After executing a "heavy" workload, the resource_manager queue may have unacked messages in it. To reproduce you can: 1. Execute the heavy workload and let it finish. We've triggered this with a `hammer product synchronize --id xx` which would sync ~30 repos (often with no new packages) and then publish those repos. 2. List the qpid queue statistics: `qpid-stat -q --ssl-certificate=/etc/pki/katello/qpid_client_striped.crt -b amqps://localhost:5671` 3. Observe a output like the following: queue dur autoDel excl msg msgIn msgOut bytes bytesIn bytesOut cons bind ================================================================================================================================================================= <snip> resource_manager Y 19 338 319 33.4k 567k 534k 1 2 <snip> 4. Observe that all Pulp tasks have completed with state finished, and yet there are still messages in the 'msg' column. 19 in the example above. You can verify all Pulp tasks as being completed by connecting to mongo, switching to the pulp_database, and running `db.task_status.find({ state:{ $ne: "finished" } } ).count()`. If all pulp tasks are finished that query will return 0. This has been observed on both EL6 and EL7.
These unacked messages are being processed correctly, so the user should not be able to observe the problem while using Satellite. It is not expected to cause incorrect operation. Based on input from the Qpid team, and from my own experiments, this bug will not cause deadlock. Fixing this is important because it makes the possible deadlocking bug[0] more difficult to determine if a system actually is deadlocked. [0]: https://bugzilla.redhat.com/show_bug.cgi?id=1288223
The Pulp upstream bug status is at ASSIGNED. Updating the external tracker on this bug.
The Pulp upstream bug priority is at Normal. Updating the external tracker on this bug.
The Pulp upstream bug priority is at High. Updating the external tracker on this bug.
The Pulp upstream bug status is at POST. Updating the external tracker on this bug.
I've tested this upstream, and they builds completed. I then installed it on the reproducer machine and it fully resolved the issue**. Downstream should build python-kombu to be the same as what is inside upstream python-kombu-3.0.24-11.pulp. That was created with this commit[0], which I believe is the only commit that is not already applied to downstream. The downstream python-kombu should contain exactly the same source and patches as [1]. This is for 6.1.z. For 6.2.0, upstream will be building a newer version of python-kombu which will be included in an upcoming beta and will later be built in downstream. I'll ensure that version will also contain this fix. [0]: https://github.com/pulp/pulp/commit/0d2de5d5272bab25c25e392b5b887665b5f89465 [1]: https://github.com/pulp/pulp/tree/0d2de5d5272bab25c25e392b5b887665b5f89465/deps/python-kombu **: 1) 2 task fail, but it ends up in an error state and pulp reports some normal pulp error (ie: a connection error). 2) After the reproducer was run, there were 0 tasks left in the resource_manager queue (or any worker) so everything got processed.

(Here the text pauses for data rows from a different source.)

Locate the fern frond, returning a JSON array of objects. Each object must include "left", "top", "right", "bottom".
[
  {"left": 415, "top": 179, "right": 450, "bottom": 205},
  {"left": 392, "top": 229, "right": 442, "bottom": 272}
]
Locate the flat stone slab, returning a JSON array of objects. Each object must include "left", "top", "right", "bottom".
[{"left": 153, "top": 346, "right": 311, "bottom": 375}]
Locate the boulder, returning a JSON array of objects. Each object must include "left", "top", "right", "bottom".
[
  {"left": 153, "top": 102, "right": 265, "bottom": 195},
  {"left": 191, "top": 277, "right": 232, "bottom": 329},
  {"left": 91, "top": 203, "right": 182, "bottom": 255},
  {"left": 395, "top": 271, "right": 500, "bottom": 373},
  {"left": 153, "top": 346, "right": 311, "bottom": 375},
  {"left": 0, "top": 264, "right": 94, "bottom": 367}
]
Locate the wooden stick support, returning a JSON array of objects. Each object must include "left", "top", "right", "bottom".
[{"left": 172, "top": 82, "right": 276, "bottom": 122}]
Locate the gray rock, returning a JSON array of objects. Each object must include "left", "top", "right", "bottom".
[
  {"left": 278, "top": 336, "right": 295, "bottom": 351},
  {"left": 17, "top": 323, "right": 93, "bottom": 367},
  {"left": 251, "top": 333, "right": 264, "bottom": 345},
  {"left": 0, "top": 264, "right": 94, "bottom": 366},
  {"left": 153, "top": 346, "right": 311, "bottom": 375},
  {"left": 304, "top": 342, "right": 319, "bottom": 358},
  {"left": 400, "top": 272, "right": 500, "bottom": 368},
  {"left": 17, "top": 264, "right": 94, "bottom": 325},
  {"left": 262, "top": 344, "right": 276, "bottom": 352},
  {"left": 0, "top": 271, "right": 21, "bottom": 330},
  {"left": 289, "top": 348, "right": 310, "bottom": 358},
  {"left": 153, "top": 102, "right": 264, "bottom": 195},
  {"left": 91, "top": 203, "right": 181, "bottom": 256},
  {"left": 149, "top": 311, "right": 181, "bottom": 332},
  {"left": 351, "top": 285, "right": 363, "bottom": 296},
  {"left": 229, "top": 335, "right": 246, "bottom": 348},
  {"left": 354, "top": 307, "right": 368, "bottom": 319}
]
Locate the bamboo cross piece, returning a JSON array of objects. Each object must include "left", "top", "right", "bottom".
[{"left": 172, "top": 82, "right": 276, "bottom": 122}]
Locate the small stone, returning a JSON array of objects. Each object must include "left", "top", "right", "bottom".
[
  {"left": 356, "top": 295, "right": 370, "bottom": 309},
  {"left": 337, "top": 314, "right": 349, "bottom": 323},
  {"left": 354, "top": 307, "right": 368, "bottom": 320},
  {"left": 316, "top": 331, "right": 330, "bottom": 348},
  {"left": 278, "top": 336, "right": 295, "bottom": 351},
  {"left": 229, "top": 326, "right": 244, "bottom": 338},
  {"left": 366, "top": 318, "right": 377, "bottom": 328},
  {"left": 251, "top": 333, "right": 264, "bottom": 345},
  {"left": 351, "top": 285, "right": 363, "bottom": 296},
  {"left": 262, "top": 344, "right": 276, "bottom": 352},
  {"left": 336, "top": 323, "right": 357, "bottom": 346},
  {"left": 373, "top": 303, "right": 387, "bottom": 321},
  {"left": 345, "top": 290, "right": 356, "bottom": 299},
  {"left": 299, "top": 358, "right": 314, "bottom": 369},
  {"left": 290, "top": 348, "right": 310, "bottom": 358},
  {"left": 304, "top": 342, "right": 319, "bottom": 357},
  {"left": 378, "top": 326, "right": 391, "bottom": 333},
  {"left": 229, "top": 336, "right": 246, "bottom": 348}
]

This is very different than the what happened before. 3) I verified that the resource_manager emitted a task xxx started and a corresponding task xxx stopped. None were "unrun" according to the logs. This is also different than before.
The Pulp upstream bug status is at MODIFIED. Updating the external tracker on this bug.
VERIFIED with sat6.1.7 compose1 ~]# qpid-stat -q --ssl-certificate=/etc/pki/katello/qpid_client_striped.crt -b amqps://localhost:5671 | grep -ie queue -ie resource_manager Queues queue dur autoDel excl msg msgIn msgOut bytes bytesIn bytesOut cons bind resource_manager Y 0 207 207 0 343k 343k 1 2 ----------------------------------------------------------------------------- ~]# mongo pulp_database MongoDB shell version: 2.4.9 connecting to: pulp_database Server has startup warnings: Fri Feb 5 04:36:00.647 [initandlisten] Fri Feb 5 04:36:00.647 [initandlisten] ** WARNING: Readahead for /var/lib/mongodb is set to 4096KB Fri Feb 5 04:36:00.647 [initandlisten] ** We suggest setting it to 256KB (512 sectors) or less Fri Feb 5 04:36:00.647 [initandlisten] ** http://dochub.mongodb.org/core/readahead > db.task_status.find({ state:{ $ne: "finished" } } ).count() 0 ----------------------------------------------------------------------------- task_status in finished state is 0 and msg cloumn is 0
Since the problem described in this bug report should be resolved in a recent advisory, it has been closed with a resolution of ERRATA. For information on the advisory, and where to find the updated files, follow the link below. If the solution does not work for you, open a new bug report. https://access.redhat.com/errata/RHSA-2016:0174
The Pulp upstream bug status is at ON_QA. Updating the external tracker on this bug.
The Pulp upstream bug status is at CLOSED - CURRENTRELEASE. Updating the external tracker on this bug.